Petzold: Downsides of drinking


Red Solo cups outside of the bars on Welch Avenue.

Megan Petzold

College has been stereotyped as a place where every student finds their way to drinking. While this stereotype isn’t completely false, not all students handle their sudden excess in freedom the same way. There are some students who don’t join the crowd of students who drink on a weekly basis. But it is naïve to think that students don’t have the opportunity to drink and a good portion of students experiment with alcohol while being in college.

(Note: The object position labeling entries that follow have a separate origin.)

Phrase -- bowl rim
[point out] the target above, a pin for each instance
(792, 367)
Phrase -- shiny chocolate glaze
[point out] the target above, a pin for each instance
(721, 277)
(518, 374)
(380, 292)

There is a line between drinking to test boundaries and drinking excessively to the point of losing conciseness on a consistent basis. The New York Times states that 1,800 students die every year due to alcohol-related causes, while another 600,000 are injured while drunk. The same article also mentions that the rate of binge-drinking has “hovered above 40 percent in two decades”.  These statistics make binge-drinking seem to be a bigger problem than thought.

The NIAAA defines binge drinking as “a pattern of drinking that brings blood alcohol concentration (BAC) levels to 0.08 g/dL. This typically occurs after 4 drinks for women and 5 drinks for men-in about two hours.”

In a college party setting, it can be easy to exceed this amount of alcohol consumed in that short amount of time.

An article from states that “Memory loss, or a blackout, is thought to occur when your blood alcohol content reaches 14 percent or higher…During that time, you may experience difficulty walking, talking, standing, impaired judgement and vision.” The article continues to talk about the complications that could occur when blacking out occurs consistently. It states that “momentary “slips” in memory (could lead to) permanent, debilitation conditions…regular damage to the frontal lobe can impair your behavior and personality how you perform tasks, and how you keep information. It’s thought that binge drinking can impair this part of your brain.”

The graph to the left is a run down of the criminal activity at Iowa State from the years 2014 to 2016. Drinking and drugs are seen to hold a huge number of arrests. This graph was posted for a 2017 Annual Security and Fire Safety Report.

With all of the statistics mentioned above, it can be worry-some to think of students allowing themselves to drink excessively in a short amount of time. As much as I believe in experimenting in college, I also believe in doing things in moderation and being sure to listen to your body. Don’t let the cops ruin your perfect record over a stupid night of experimenting. Make sure if you are going to experiment, understand your limits and keep safe.